Glasgow is the latest city to restitute Benin Bronzes to Nigeria. The Glasgow City Council in Scotland voted to return 17 of the looted treasures from the Glasgow Museums collection
The move is part of the largest repatriation of cultural artifacts in Scottish history, and also includes the return of seven smuggled Indian antiquities and 25 Native American cultural items from the Lakota people, reports the Art Newspaper.
George Crager, a Lakota interpreter sold and donated the Lakota objects to the museums in 1892. Some of the artifacts came from the Wounded Knee Massacre site, where the U.S. army killed close to 300 Lakota people in 1890. The city agreed to restitute the artifacts at the request of the Le Beau family, descendants of massacred people and representatives of Cheyenne River Sioux Tribe and Oglala Sioux Tribe.

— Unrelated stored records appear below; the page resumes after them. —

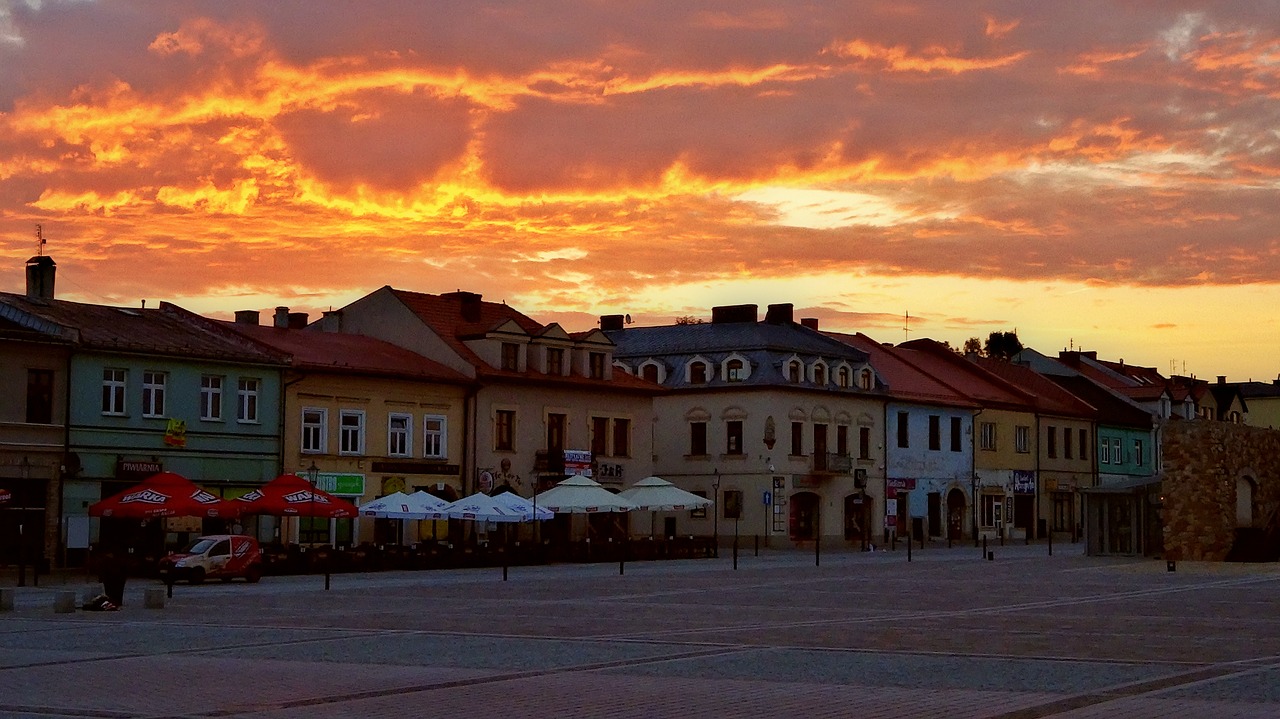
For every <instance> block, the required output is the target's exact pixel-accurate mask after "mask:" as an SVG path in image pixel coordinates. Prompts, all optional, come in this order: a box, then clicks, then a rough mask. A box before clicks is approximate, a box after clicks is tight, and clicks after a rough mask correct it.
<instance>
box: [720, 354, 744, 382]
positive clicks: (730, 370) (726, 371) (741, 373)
mask: <svg viewBox="0 0 1280 719" xmlns="http://www.w3.org/2000/svg"><path fill="white" fill-rule="evenodd" d="M744 370H745V365H744V363H742V361H741V359H730V361H728V362H726V363H724V379H726V380H728V381H731V383H740V381H742V380H744V379H746V372H745V371H744Z"/></svg>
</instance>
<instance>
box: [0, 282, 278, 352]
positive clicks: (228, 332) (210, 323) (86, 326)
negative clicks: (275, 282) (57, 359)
mask: <svg viewBox="0 0 1280 719" xmlns="http://www.w3.org/2000/svg"><path fill="white" fill-rule="evenodd" d="M0 302H4V303H6V304H9V306H12V307H15V308H17V310H19V311H20V312H24V313H28V315H33V316H36V317H40V319H42V320H45V321H47V322H52V324H55V325H60V326H63V328H69V329H72V330H73V333H72V335H74V338H73V339H72V342H73V343H74V344H77V345H79V347H83V348H91V349H100V351H106V352H145V353H150V354H161V356H169V357H183V358H188V357H189V358H201V359H221V361H236V362H257V363H270V365H278V363H284V362H285V361H287V357H284V356H283V354H280V353H279V352H275V351H271V349H269V348H265V347H261V345H259V344H256V343H252V342H248V340H246V339H244V338H243V336H241V335H237V334H234V333H229V331H227V330H225V329H223V328H221V326H219V324H218V322H215V321H212V320H207V319H205V317H201V316H200V315H196V313H193V312H189V311H187V310H183V308H182V307H178V306H175V304H170V303H168V302H161V303H160V306H159V307H152V308H141V307H111V306H108V304H86V303H81V302H68V301H65V299H47V301H45V299H40V301H36V299H31V298H29V297H27V296H24V294H10V293H0Z"/></svg>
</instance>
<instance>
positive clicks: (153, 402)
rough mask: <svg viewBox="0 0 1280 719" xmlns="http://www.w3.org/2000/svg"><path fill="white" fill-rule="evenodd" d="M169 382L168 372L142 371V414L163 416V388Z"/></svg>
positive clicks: (153, 370) (144, 370) (167, 383)
mask: <svg viewBox="0 0 1280 719" xmlns="http://www.w3.org/2000/svg"><path fill="white" fill-rule="evenodd" d="M168 384H169V375H168V372H161V371H159V370H143V371H142V416H143V417H164V390H165V386H168Z"/></svg>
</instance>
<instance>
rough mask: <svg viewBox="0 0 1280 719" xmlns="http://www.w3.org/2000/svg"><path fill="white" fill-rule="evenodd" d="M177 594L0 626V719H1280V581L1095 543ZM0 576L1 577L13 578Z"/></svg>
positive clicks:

“By addressing past wrongs, we believe these returns will, in a small way, help these descendant communities to heal some of the wounds represented by the wrongful removal of their cultural artifacts, and lead to the development of positive and constructive relationships between Glasgow and communities around the world,” Duncan Dornan, the head of museums and collections at Glasgow Life, said in a statement issued by the U.K. Museums Association.
Last May, a representative for the Glasgow museums told Artnet News that the institution was “consider[ing] the most appropriate way to directly instigate discussions with descendant communities” as it considered growing calls for restitution of the Benin bronzes.

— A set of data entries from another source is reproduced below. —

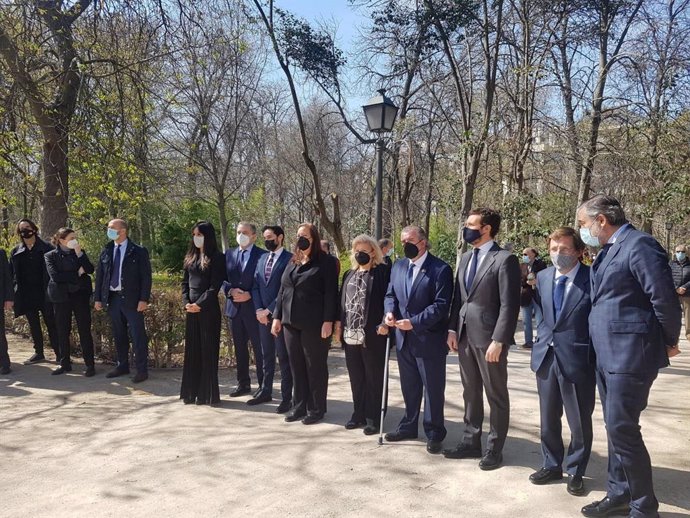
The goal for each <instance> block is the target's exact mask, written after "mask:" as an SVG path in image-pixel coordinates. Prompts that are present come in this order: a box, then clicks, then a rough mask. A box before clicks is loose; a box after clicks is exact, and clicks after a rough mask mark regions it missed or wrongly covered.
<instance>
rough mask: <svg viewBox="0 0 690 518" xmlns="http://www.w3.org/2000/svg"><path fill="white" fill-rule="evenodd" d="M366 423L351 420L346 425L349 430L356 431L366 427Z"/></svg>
mask: <svg viewBox="0 0 690 518" xmlns="http://www.w3.org/2000/svg"><path fill="white" fill-rule="evenodd" d="M365 424H366V423H363V422H361V421H355V420H354V419H350V420H349V421H348V422H347V423H345V428H346V429H347V430H354V429H355V428H359V427H360V426H364V425H365Z"/></svg>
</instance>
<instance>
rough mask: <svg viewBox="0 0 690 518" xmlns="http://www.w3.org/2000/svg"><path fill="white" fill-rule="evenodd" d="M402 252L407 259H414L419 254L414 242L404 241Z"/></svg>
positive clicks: (415, 245) (417, 246)
mask: <svg viewBox="0 0 690 518" xmlns="http://www.w3.org/2000/svg"><path fill="white" fill-rule="evenodd" d="M403 252H404V253H405V257H407V258H408V259H414V258H415V257H417V256H418V255H419V247H418V246H417V245H415V244H414V243H405V245H404V246H403Z"/></svg>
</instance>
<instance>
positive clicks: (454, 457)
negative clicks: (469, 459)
mask: <svg viewBox="0 0 690 518" xmlns="http://www.w3.org/2000/svg"><path fill="white" fill-rule="evenodd" d="M443 456H444V457H445V458H446V459H481V458H482V450H481V449H479V448H473V447H472V446H470V445H469V444H465V443H462V442H461V443H460V444H458V445H457V446H456V447H455V448H450V449H448V450H443Z"/></svg>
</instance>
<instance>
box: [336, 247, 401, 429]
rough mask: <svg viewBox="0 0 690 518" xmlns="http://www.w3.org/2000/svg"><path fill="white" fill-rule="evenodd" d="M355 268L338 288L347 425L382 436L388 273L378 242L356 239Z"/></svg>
mask: <svg viewBox="0 0 690 518" xmlns="http://www.w3.org/2000/svg"><path fill="white" fill-rule="evenodd" d="M350 261H351V264H352V269H351V270H348V271H347V272H345V274H344V275H343V282H342V284H341V288H340V298H339V300H340V309H339V311H338V314H339V317H338V321H337V322H336V325H335V329H336V333H335V334H336V336H338V337H340V341H341V343H342V344H343V347H344V349H345V362H346V364H347V372H348V374H349V376H350V388H351V389H352V403H353V405H354V412H353V413H352V417H350V420H349V421H348V422H347V423H346V424H345V428H347V429H348V430H353V429H355V428H359V427H360V426H364V434H365V435H373V434H375V433H378V431H379V424H380V419H381V414H380V407H379V405H380V404H381V399H382V395H383V371H384V364H385V361H386V335H387V334H388V326H386V325H385V324H384V323H383V301H384V297H385V296H386V291H387V289H388V281H389V280H390V268H389V267H388V265H386V264H385V263H384V262H383V254H382V253H381V249H380V248H379V247H378V244H377V243H376V240H374V238H372V237H370V236H366V235H359V236H357V237H355V238H354V239H353V240H352V254H351V258H350Z"/></svg>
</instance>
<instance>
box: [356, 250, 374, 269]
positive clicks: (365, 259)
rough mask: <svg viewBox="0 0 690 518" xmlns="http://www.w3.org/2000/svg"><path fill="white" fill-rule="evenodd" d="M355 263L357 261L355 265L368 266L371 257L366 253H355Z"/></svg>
mask: <svg viewBox="0 0 690 518" xmlns="http://www.w3.org/2000/svg"><path fill="white" fill-rule="evenodd" d="M355 261H357V264H359V265H361V266H364V265H365V264H369V261H371V256H370V255H369V254H368V253H366V252H357V253H356V254H355Z"/></svg>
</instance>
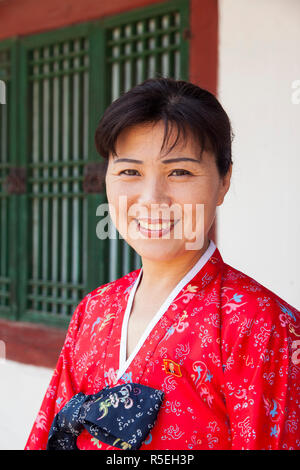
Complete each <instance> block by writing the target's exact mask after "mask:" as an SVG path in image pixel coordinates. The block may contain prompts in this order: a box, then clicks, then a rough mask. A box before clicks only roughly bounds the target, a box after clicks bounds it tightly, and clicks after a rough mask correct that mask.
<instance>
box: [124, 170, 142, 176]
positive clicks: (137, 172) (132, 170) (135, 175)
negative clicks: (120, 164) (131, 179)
mask: <svg viewBox="0 0 300 470" xmlns="http://www.w3.org/2000/svg"><path fill="white" fill-rule="evenodd" d="M126 172H127V173H126ZM137 173H138V171H137V170H129V169H128V170H123V171H121V172H120V173H119V174H120V175H125V176H136V174H137Z"/></svg>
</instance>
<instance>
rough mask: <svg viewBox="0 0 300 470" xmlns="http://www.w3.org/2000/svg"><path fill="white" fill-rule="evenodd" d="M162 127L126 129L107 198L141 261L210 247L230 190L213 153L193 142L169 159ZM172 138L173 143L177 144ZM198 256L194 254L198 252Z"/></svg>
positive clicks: (148, 124)
mask: <svg viewBox="0 0 300 470" xmlns="http://www.w3.org/2000/svg"><path fill="white" fill-rule="evenodd" d="M163 137H164V124H163V122H162V121H160V122H158V123H156V124H153V123H147V124H141V125H137V126H134V127H129V128H127V129H125V130H124V131H123V132H122V133H121V134H120V136H119V138H118V139H117V142H116V154H117V155H116V156H115V157H113V156H112V155H110V156H109V163H108V168H107V174H106V192H107V198H108V202H109V205H110V214H111V218H112V220H113V222H114V224H115V226H116V228H117V230H118V231H119V233H120V234H121V235H122V237H123V238H124V239H125V240H126V241H127V243H128V244H129V245H130V246H132V248H133V249H134V250H135V251H136V252H137V253H138V254H139V255H140V256H141V257H142V258H147V259H151V260H153V261H154V260H156V261H168V260H174V258H175V257H178V256H184V254H186V253H187V252H188V251H189V252H191V250H193V251H194V250H200V249H201V248H203V247H204V246H207V245H206V244H207V241H208V232H209V229H210V227H211V225H212V223H213V220H214V217H215V211H216V206H218V205H220V204H222V202H223V199H224V196H225V194H226V192H227V190H228V188H229V184H230V173H231V171H229V172H228V174H227V175H226V177H224V178H221V177H220V175H219V173H218V169H217V166H216V162H215V158H214V156H213V154H212V153H210V152H208V151H204V152H203V153H202V157H201V156H200V150H199V147H198V145H197V144H196V143H195V141H194V140H193V139H192V137H189V138H188V139H187V141H186V142H185V143H184V142H183V141H182V140H181V141H179V142H178V144H177V145H176V146H175V147H174V148H173V149H172V150H171V151H170V152H169V153H167V154H166V151H165V150H163V151H161V146H162V142H163ZM175 137H176V135H175V131H174V130H173V131H172V133H171V135H170V140H169V142H170V143H173V141H174V139H175ZM194 253H195V251H194Z"/></svg>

In 1897, Britain’s punitive Benin expedition ransacked and burned the Benin Royal Palace, where the British looted thousands of bronzes and other treasures. The artworks made their way to museums across the West—institutions that are only now coming to agree that these objects rightfully belong to Nigeria. (The country has tapped architect David Adjaye to design the forthcoming Edo Museum of West African Art, built atop the ruins of the old palace.)
The Metropolitan Museum of Art agreed to restitute two Benin Bronzes last June, while the Musée du Quai Branly in Paris restituted 26 stolen cultural objects to Nigeria in November. Most recently, the Smithsonian Institution in Washington, D.C., announced in March that it would return its collection of Benin Bronzes.
Glasgow City Council’s cross-party Working Group for Repatriation and Spoliation made its recommendation for restitution at a March 1 meeting, and the council’s City Administration Committee gave its approval for the decision on April 7.
But Scotland had already been helping lead the charge for restitution—the nation’s University of Aberdeen was the first Western institution to agree to fully repatriate a Benin Bronze, returning the Oba of Benin in October 2021. (The grandson of one of the soldiers returned two bronzes from his personal collection in 2014.)
More museums are likely to follow suit, with Germany entering official talks to finalize restitution last March. It expects the first returns to take place this year.
Glasgow City Council’s museums acquired its collections of Benin Bronzes through an assortment of gifts and bequests, as well as through auction purchases. Most are currently on display at the Kelvingrove museum, but some are in storage at the Glasgow Museums Resource Center.
The city estimates that transporting the artifacts to the Nigerian National Commission for Museums could cost some £30,000 ($39,000), while shipping the Lakota objects back to the U.S. could be as much as £40,000 ($52,000). The Indian government has agreed to cover expenses to secure the return of its artifacts.